Themen / Rechtspolitik / Über Berufsverbote

"Innere Freiheit in der Demokratie - Wen schützen die Berufs­ver­bote?"

21. Februar 1976

Kongreß

veranstaltet von den Kreisverbänden der SPD, FDP, des DGB, der Gewerkschaften ÖTV und DAG und von der HUMANISTISCHEN UNION in Stuttgart am 21. Februar 1976

Der Kongreß gliederte sich wie folgt:

  • 1. Vier Eingangsreferate vor dem Plenum, die die Position der Referenten und der Partei oder Organisation, die sie vertraten, markierten;
  • 2. Arbeit in den Arbeitskreisen ‚Praxis des Verfassungsschutzes‘, ‚Disziplinierung am Arbeitsplatz‘, ‚Nichtzulassung im Öffentlichen Dienst‘, ‚Berufsverbote in Schule und Hochschule‘, ‚Politische Restauration‘ und ‚Verfassungsverständnis und Rechtsprechung‘;
  • 3. Berichterstattung aus den Arbeitskreisen;
  • 4. Stellungsnahmen der Vertreter aus den veranstaltenden Organisationen vor dem Plenum.

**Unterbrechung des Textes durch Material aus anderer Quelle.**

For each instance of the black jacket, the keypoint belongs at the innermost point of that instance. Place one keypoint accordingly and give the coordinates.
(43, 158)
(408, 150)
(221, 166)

Die Referenten waren: Georg Benz (BV-Mitglied IGM), Prof. Horst Ehmke (MdB SPD), Dr. Burkhard Hirsch (Innenminister in NRW, FDP), und Prof.Dr. Jürgen Seifert (BV-Mitglied der HU). Ihre Ausführungen stimmten, wenn auch mit unterschiedlichen Akzentsetzungen darin überein: daß die Praxis der Handhabung der „Radikalen-Erlasse“ seit dem Ministerpräsidentenbeschluß von 1972 in der Bundesrepublik in beängstigender Weise alarmierend sei. Nach den Berichten aus den Arbeitskreisen (in denen HU-Mitglieder mehrfach als Leiter oder Berichterstatter und Experten mitarbeiteten) umrissen Vertreter der veranstaltenden Organisationen ihren prinzipiellen Standort im Einsatz für die „innere Freiheit“ in der Bundesrepublik.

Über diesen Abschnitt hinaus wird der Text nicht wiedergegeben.